Mariska felt suddenly dizzy in the thin air, afraid to say what she was thinking. “Why tell me this now?”
“I’d say it was conscience, if I had one.” His mouth tightened. He raised the helmet over his head and stared into it. “Time to go.”
“Wait.” She caught at the front of his sui
t. “That was a lie about the raw ice, wasn’t it? And the leftover salt—that can’t possibly work. And you—you’re going to get a crazy dose of radiation....”
“One less mouth to breathe.” Beep stuck his chin out at her. “You’ll know what to do when the time comes.” He lowered the helmet onto his head. She wanted to hammer on it, get him to stop, make all of this go away. Instead she locked it to his suit.

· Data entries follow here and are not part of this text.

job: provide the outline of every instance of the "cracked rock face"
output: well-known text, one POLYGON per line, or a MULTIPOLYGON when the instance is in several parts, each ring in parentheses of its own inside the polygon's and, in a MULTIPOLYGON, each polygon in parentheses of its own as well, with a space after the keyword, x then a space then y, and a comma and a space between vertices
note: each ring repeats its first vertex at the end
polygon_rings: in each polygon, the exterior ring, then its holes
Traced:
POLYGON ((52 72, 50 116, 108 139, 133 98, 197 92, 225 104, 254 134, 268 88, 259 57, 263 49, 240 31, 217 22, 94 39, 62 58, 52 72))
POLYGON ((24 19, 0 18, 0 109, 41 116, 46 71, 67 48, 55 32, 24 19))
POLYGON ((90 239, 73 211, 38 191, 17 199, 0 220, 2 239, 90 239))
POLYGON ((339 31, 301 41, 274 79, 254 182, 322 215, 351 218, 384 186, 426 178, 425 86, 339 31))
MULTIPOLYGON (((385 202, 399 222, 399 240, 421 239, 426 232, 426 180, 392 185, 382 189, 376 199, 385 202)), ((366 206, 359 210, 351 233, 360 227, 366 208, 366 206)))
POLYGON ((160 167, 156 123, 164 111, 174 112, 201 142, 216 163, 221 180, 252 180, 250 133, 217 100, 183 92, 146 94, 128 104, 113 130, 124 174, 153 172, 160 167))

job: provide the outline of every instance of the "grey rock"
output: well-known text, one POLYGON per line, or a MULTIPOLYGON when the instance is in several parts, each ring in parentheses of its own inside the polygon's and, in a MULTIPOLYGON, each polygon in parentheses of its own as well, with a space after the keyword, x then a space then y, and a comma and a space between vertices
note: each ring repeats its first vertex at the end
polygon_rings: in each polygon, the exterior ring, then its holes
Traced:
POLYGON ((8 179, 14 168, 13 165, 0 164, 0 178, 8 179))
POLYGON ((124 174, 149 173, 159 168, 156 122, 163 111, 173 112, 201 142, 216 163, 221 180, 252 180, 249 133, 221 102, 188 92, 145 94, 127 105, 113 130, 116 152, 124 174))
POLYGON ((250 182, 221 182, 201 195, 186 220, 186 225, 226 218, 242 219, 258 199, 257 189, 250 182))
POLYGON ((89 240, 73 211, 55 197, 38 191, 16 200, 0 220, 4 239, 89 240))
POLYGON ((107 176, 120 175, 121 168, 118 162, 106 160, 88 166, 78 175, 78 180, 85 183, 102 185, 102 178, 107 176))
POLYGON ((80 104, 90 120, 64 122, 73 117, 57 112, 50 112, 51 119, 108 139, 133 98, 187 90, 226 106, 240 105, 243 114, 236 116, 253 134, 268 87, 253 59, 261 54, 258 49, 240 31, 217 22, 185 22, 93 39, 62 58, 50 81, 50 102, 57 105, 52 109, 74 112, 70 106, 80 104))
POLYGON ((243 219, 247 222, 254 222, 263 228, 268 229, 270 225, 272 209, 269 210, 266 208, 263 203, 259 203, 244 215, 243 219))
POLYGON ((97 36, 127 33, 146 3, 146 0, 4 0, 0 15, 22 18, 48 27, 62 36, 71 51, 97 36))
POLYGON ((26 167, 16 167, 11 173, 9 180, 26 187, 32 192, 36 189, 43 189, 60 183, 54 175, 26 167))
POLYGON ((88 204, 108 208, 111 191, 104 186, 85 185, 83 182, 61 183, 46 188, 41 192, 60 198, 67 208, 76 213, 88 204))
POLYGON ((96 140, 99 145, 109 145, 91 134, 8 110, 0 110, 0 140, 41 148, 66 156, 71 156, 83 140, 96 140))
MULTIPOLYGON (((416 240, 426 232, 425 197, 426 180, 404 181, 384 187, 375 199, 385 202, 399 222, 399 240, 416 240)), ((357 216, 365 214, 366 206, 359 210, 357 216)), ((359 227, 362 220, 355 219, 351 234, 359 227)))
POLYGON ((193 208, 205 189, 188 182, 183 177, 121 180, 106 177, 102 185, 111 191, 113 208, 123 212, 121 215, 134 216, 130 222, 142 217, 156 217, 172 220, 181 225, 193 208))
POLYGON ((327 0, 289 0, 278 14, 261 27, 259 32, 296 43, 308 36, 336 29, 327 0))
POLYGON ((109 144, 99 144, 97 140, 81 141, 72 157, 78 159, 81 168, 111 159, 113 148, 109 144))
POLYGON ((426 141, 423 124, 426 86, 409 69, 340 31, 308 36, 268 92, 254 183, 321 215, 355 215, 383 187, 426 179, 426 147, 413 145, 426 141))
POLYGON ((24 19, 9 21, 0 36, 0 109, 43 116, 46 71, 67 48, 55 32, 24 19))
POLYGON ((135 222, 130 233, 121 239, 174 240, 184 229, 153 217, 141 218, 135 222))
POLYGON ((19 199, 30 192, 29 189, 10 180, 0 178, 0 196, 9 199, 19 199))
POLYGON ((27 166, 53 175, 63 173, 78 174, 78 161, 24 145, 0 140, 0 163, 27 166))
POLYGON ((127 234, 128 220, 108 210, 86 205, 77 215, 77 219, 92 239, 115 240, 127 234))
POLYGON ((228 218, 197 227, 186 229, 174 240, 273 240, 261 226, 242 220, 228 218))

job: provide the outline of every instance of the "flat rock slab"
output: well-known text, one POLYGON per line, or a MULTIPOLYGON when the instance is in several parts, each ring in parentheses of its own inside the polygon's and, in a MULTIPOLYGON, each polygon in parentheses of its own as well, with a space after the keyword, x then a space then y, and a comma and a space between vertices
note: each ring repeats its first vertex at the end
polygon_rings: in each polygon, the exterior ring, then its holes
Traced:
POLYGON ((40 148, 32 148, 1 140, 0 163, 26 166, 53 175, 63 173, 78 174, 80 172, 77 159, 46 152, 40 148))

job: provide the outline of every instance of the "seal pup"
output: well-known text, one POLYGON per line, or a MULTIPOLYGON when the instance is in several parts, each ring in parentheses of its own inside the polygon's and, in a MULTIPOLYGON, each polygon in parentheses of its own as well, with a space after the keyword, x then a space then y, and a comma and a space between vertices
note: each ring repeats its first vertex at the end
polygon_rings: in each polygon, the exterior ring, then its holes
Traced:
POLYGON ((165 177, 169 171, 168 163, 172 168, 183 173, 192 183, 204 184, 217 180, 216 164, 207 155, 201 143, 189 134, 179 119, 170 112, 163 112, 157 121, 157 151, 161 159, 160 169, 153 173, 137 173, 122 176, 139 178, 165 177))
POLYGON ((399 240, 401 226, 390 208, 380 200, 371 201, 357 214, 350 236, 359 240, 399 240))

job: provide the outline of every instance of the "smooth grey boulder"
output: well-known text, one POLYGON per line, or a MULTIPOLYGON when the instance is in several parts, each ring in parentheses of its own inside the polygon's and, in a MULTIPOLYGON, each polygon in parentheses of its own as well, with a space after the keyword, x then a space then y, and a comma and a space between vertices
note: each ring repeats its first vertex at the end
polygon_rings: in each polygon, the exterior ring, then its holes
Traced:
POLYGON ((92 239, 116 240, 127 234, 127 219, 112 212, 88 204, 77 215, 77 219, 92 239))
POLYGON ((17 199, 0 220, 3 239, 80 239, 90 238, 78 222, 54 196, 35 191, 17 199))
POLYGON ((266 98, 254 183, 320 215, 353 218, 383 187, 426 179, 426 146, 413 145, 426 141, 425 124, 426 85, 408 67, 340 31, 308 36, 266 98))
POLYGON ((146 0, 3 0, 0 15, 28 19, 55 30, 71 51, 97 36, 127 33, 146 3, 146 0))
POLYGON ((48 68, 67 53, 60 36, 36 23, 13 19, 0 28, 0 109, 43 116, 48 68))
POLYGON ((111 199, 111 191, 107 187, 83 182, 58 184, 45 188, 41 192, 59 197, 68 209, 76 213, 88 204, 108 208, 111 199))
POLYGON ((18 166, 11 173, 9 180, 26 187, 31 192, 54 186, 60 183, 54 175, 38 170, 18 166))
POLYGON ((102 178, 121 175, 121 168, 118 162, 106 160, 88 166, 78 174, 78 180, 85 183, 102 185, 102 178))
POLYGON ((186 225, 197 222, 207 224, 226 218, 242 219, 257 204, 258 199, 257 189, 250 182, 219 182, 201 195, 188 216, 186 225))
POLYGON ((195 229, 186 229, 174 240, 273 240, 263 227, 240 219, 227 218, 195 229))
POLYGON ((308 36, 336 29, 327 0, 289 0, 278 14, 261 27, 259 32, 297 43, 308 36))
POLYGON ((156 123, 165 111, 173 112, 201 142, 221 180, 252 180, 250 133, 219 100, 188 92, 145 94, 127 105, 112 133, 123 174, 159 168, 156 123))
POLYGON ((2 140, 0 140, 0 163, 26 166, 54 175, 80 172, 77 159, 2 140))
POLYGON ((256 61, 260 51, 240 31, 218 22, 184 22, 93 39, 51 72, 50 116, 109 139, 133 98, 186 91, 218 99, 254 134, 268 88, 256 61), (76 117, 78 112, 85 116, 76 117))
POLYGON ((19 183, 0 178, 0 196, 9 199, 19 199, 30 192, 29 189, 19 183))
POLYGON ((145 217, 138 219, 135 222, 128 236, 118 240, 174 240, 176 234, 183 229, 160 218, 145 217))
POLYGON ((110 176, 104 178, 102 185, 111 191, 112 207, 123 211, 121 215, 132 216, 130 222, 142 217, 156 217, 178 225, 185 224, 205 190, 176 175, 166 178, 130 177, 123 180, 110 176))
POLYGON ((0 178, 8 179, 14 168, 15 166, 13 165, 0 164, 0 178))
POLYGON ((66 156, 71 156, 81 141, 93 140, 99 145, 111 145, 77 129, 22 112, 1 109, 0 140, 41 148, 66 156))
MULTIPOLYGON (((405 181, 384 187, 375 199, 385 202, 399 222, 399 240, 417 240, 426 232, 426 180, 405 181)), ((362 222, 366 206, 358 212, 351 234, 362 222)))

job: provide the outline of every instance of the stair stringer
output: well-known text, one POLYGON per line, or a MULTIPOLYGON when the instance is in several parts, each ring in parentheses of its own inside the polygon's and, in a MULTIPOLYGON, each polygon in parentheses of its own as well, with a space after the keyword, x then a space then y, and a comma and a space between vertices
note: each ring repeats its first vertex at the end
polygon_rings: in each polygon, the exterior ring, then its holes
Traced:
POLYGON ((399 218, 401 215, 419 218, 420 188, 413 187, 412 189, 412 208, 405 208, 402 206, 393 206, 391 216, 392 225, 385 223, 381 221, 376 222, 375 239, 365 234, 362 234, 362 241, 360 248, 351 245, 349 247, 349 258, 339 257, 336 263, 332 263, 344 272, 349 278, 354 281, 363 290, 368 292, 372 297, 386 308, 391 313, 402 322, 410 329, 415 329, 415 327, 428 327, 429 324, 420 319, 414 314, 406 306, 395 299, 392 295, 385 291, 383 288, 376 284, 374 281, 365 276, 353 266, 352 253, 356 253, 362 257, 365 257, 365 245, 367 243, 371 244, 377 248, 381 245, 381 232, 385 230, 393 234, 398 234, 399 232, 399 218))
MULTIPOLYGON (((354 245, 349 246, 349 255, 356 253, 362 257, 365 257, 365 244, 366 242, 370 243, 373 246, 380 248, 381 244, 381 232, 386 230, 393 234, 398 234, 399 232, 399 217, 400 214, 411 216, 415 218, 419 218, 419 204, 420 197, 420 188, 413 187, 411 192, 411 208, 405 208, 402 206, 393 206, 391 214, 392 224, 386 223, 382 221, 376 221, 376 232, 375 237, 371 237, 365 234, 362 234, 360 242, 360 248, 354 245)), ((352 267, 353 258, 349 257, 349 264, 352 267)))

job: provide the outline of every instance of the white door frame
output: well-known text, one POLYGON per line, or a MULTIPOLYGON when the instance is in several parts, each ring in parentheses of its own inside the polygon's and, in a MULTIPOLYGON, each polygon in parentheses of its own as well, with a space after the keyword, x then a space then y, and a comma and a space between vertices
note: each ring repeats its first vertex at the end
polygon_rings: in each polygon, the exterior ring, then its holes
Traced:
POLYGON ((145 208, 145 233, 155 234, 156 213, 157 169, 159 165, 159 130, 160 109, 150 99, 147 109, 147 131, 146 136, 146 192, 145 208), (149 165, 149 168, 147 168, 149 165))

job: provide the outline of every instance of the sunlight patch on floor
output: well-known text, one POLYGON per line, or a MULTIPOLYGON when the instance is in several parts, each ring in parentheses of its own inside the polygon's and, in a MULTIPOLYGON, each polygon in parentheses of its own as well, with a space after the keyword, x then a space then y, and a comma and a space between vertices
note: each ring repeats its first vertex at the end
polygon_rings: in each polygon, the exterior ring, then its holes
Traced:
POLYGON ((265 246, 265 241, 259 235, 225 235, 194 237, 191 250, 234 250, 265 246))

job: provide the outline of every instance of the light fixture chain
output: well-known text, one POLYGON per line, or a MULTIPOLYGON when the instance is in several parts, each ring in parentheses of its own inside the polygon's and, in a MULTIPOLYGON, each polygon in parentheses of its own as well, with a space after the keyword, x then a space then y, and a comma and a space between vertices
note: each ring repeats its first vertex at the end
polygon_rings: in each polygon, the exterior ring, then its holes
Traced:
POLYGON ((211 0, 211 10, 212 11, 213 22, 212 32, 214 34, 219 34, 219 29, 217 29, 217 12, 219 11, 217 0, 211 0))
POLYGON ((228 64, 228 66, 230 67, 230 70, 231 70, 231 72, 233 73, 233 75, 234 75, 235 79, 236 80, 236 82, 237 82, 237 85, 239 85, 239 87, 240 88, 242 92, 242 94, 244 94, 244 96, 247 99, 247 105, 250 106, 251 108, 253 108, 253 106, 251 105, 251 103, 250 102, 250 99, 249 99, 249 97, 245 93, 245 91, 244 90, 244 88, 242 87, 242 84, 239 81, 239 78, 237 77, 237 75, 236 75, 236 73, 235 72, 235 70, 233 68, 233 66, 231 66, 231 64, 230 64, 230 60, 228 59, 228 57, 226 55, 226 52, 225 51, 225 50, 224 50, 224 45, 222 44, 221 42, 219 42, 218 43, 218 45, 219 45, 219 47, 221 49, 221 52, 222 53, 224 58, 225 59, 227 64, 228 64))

By the time she got back to Command, Beep had already turned Banana downspine and was accelerating toward the buckets. The others watched the screen that showed the crawler’s camera, but Mariska was fixed on the overview that the Eye saw.
“He’s going kind of fast.” Richard was beginning to suspect what Mariska already knew.
“Then tell him to slow down,” said Didit.
Beep must have turned his boot magnets off. On the Eye, she saw that they had come off the racing crawler and his only contact was the joystick which he grasped with both hands. His legs swung upward relative to the surface of the ship until he was upside down. He looked like a gymnast doing a handstand as the crawler hurtled toward the buckets.
“Call him,” said Richard. “Glint?”
“Doesn’t work.”
“It’s dead. He must have disabled it.”
Glint’s hand trembled as she pointed at the Eye’s screen. Didit was sobbing.
“Override it.”
“With what?”
“Stop him.”
At the exact moment the crawler crashed into the bucket, Beep released his hold. His momentum flung him clear of the Shining Legend, tumbling helmet over boot.
They watched as he applied gas thrusters to correct his wild rotation.
They watched him spread his arms to embrace the darkness as he shot away from the ship.
They watched in shock as he faded to a speck of space debris and was gone.
“Still, you could have stopped him,” said Richard.